You are not bothering us! You can talk to most of us, even if we don't suffer from the exact same thing as you, we have anxiety and can relate to the frustrations of all of it. I do understand the loneliness and how pessimistic we can feel at times, and it's always good to know that there are others out here going thru the same thing or something similar who can relate to you. It's good to talk about it, so feel free to PM me any time, even if just to vent. I always have the time to listen and help in any way I can. You're not alone with this, and hopefully some others will jump on here with support. I look forward to hearing from you. Take care!
I'm really sorry for bothering you.
I just have to do alot of waiting before i can talk to therapists and doctors, and this anxiety is making me impatient.
I HAVE to talk to someone, and there's no one, who understands this.
Once again, sorry for the trouble. :(
But that's what you're not getting, Dahrol, I'm NOT going through the same thing you are.
I made peace with my PTSD and my panic attacks and my palpitations and PVC's YEARS ago, through many years of therapy, one medical specialist after another, and many different medications, which I still take. These issues are simply a part of my life, of who I am, just like my arthritis and my migraines and my CAD and my GERD...........I accept these things and deal with them as best I can.
I know you like having someone to talk to who understands what you're going through, we ALL do, and that IS what we're here for, but I am not a therapist, Dahrol, I can't play that role for you. You need a REAL professional to talk to.
If you get into therapy, you will learn so much about yourself and accepting the things we can't change.
Peace
Greenlydia
I just like having someone to talk to who is going through the same things as me, even if they don't have the answers.
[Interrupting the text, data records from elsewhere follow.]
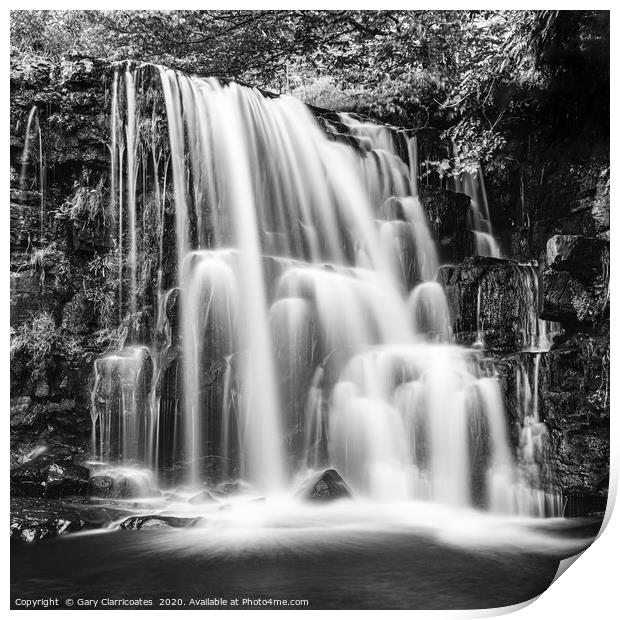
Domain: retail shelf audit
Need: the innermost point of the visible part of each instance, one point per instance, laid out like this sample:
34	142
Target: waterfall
311	329
33	121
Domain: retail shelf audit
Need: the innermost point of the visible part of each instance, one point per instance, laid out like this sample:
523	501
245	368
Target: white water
313	333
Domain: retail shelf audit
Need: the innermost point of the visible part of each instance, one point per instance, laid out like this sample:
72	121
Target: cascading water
312	330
I just don't like pessimism, because I'm already pessimistic as it is.
How on earth do you live with pvcs? I wish I could be trained to just live with them. Are they not very noticeable?
At this point, Dahrol, I recommend you get into therapy for your heart/health anxiety. Since there is apparently absolutely nothing wrong with your heart, then it's your head.
The Xanax will help with your anxiety, but whether or not it will help with your palps is anybodies guess. I take Xanax and I still get a great many palpitations and PVC's. Since you yourself say you are a mess, go see someone who can help clean it up.
I don't think I have much more to offer you.
I wish you the very best in your quest for health.